必ず1年以内にコスモリバースシステムを持ち帰る。固い固い決意を胸に抱きながら、宇宙戦艦ヤマトは旅立った。天の川銀河を抜け、大マゼラン銀河のイスカンダル星へ。
行く手に広がるのは、人類未踏の世界だった。航海の途中ガミラスと砲火を交え、数多の苦難を乗り越え、ようやくイスカンダルへと辿り着いた。だが、女王スターシャはコスモリバースを渡すことを渋った。真田の手により開発され波動エネルギーを転用した兵器―――波動砲を装備していたからだ。それが、彼女を不安にさせた。
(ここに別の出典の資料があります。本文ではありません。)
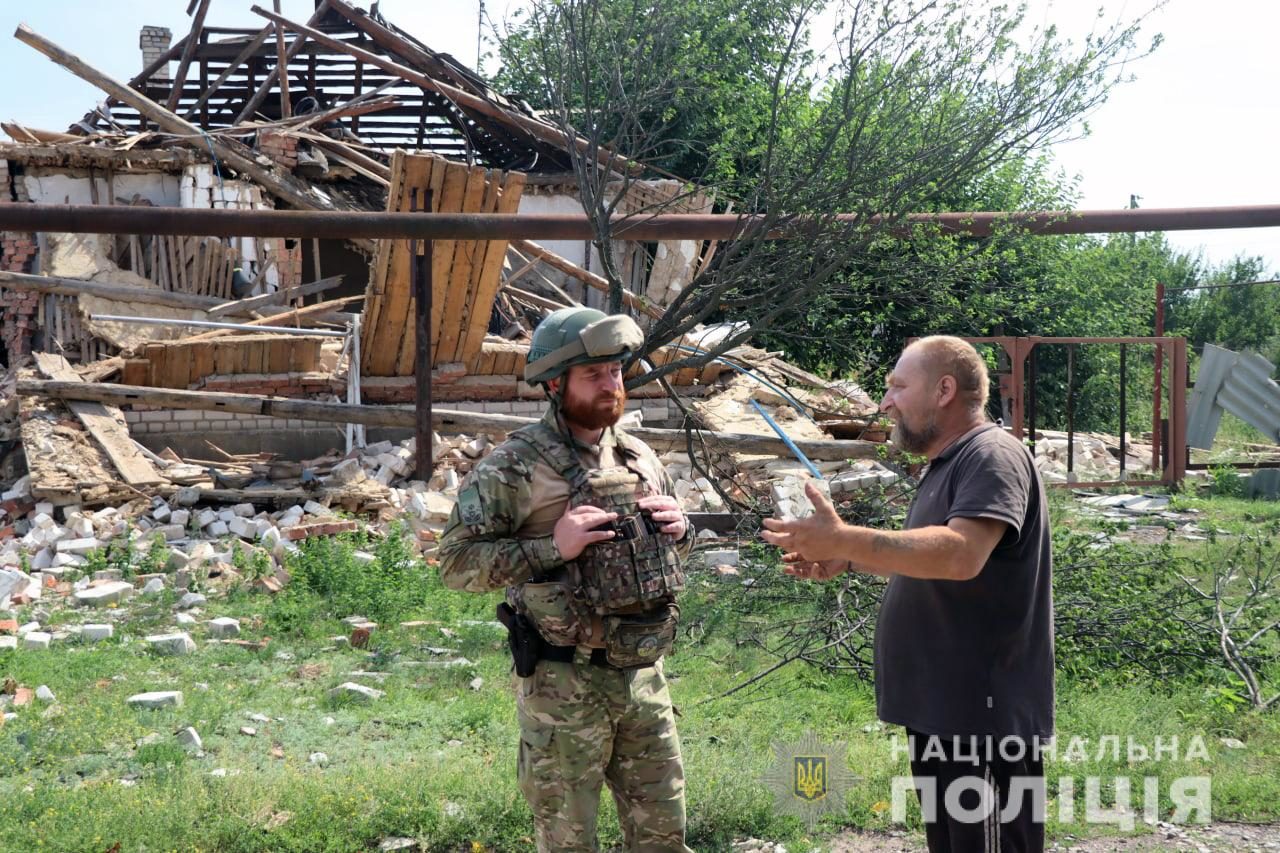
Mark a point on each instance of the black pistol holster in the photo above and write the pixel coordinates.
(522, 638)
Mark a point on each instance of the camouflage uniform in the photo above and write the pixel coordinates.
(581, 724)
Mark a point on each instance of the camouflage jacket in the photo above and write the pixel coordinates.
(511, 502)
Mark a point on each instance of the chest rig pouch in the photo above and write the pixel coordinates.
(629, 582)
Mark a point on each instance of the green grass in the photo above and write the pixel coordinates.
(435, 760)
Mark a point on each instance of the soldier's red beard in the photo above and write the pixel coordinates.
(594, 413)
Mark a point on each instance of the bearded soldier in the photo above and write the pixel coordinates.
(575, 519)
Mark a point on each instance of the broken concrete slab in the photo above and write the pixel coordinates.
(172, 644)
(156, 699)
(355, 692)
(105, 594)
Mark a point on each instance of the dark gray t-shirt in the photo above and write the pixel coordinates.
(974, 657)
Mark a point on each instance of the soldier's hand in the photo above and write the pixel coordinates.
(574, 530)
(666, 511)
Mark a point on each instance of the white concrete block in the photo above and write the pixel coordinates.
(156, 699)
(174, 644)
(108, 593)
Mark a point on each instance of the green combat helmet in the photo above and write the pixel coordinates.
(579, 336)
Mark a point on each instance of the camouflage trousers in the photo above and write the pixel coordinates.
(581, 725)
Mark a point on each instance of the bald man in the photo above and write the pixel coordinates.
(964, 643)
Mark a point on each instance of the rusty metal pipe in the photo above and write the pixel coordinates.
(408, 226)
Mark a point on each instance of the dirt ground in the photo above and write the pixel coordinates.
(1212, 838)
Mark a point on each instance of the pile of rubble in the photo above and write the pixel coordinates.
(48, 551)
(1096, 457)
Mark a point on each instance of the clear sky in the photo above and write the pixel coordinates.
(1197, 127)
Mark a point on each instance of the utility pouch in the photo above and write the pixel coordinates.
(522, 638)
(639, 639)
(551, 609)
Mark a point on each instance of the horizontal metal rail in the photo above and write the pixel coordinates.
(101, 219)
(211, 324)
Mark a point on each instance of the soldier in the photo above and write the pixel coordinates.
(575, 519)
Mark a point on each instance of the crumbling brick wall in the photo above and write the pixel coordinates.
(282, 149)
(155, 42)
(17, 254)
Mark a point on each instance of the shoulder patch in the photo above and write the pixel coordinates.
(471, 506)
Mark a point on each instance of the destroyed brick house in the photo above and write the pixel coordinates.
(366, 119)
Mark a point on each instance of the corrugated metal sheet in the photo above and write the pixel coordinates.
(1239, 383)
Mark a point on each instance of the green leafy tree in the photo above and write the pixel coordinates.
(912, 105)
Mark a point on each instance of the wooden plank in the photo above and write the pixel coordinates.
(586, 277)
(265, 89)
(446, 420)
(201, 360)
(539, 128)
(225, 359)
(231, 69)
(490, 270)
(197, 24)
(105, 424)
(137, 372)
(453, 314)
(376, 287)
(282, 318)
(474, 301)
(396, 332)
(277, 297)
(231, 153)
(279, 352)
(282, 67)
(389, 284)
(199, 267)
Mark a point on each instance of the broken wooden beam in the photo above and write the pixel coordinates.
(586, 277)
(265, 89)
(104, 423)
(275, 297)
(197, 26)
(538, 128)
(228, 151)
(231, 69)
(318, 311)
(403, 418)
(119, 292)
(282, 67)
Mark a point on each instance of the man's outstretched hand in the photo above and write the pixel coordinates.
(809, 541)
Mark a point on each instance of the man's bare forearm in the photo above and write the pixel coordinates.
(929, 553)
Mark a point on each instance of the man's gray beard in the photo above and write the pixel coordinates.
(913, 441)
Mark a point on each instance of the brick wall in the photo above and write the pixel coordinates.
(154, 42)
(282, 149)
(145, 422)
(17, 252)
(278, 384)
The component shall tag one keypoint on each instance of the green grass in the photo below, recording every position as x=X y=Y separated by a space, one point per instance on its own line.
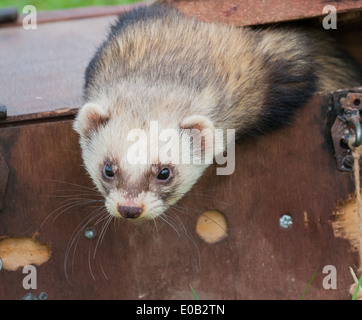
x=60 y=4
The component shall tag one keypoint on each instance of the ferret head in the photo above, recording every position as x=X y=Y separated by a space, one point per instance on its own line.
x=134 y=159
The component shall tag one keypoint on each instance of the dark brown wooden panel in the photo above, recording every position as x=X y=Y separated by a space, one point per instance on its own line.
x=289 y=172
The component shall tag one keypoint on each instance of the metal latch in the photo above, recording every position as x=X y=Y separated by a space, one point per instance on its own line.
x=347 y=126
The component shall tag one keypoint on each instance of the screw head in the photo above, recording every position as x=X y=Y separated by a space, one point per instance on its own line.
x=285 y=221
x=347 y=163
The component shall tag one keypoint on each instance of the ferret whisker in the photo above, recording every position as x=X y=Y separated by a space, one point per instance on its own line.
x=93 y=189
x=165 y=218
x=101 y=235
x=190 y=237
x=74 y=238
x=66 y=207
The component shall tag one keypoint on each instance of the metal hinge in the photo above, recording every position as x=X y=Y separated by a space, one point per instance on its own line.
x=346 y=126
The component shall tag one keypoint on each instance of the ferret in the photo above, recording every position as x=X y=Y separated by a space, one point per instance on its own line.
x=159 y=66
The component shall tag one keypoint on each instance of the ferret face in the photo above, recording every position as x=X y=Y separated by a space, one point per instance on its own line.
x=130 y=167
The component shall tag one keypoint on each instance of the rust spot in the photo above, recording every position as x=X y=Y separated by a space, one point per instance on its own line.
x=345 y=221
x=211 y=226
x=16 y=253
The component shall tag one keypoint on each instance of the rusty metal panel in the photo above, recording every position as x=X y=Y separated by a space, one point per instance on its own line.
x=49 y=197
x=259 y=259
x=251 y=12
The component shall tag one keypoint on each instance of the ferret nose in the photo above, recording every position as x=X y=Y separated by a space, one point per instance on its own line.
x=130 y=212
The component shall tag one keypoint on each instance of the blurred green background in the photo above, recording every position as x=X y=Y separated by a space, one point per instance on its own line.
x=60 y=4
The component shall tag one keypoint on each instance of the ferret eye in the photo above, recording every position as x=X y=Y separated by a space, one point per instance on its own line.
x=108 y=172
x=164 y=174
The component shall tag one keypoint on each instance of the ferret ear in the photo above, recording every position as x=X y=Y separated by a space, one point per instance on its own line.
x=89 y=118
x=201 y=129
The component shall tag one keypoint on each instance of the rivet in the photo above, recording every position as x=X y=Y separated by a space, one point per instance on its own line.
x=285 y=221
x=43 y=296
x=90 y=233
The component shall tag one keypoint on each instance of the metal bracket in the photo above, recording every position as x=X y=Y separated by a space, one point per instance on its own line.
x=347 y=126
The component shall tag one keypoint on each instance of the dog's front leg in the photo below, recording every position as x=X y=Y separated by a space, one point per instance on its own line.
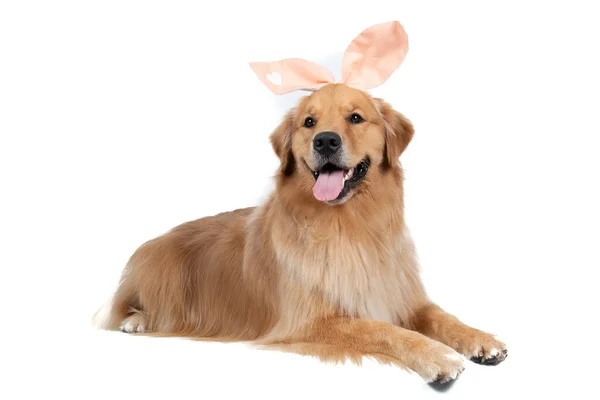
x=480 y=347
x=350 y=338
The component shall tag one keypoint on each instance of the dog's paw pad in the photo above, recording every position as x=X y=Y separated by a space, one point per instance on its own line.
x=493 y=357
x=444 y=382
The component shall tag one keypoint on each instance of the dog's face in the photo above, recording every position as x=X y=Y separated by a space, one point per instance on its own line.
x=336 y=138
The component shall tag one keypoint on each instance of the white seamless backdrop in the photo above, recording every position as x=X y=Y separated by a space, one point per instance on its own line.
x=121 y=119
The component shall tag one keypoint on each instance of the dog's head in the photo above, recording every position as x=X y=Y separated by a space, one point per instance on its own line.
x=337 y=138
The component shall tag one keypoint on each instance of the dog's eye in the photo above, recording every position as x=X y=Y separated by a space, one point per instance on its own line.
x=356 y=119
x=309 y=122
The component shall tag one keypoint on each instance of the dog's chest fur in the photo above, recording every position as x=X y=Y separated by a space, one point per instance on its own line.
x=365 y=274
波動砲は一撃で木星の浮遊大陸を崩壊させるに留まらず、その余波は木星の大赤斑の形をも変えてしまう代物だ。光の壁を超える術を持つ地球人類が、他文明を支配する為の道具として使わないと、誰が断言出来る…。
沖田がスターシャへ非礼を詫びた際、「我々」と言いはしたものも、航海の判断は己に帰するものばかりに思っていた。だから、波動砲を使用した責任は全て私にある発言をしたのだ。
沖田の瞳を、スターシャは凝っと見つめていた。病の床にあるとは思えない力強い瞳を、この男はしている。地球人類の生殺与奪の権は、私が握っていたといっても過言ではない。だからなのだろう。沖田は全ての咎めを自分で背負うという意思を示した。地球人類に罪は無い。ただ、自分の責任なのだと。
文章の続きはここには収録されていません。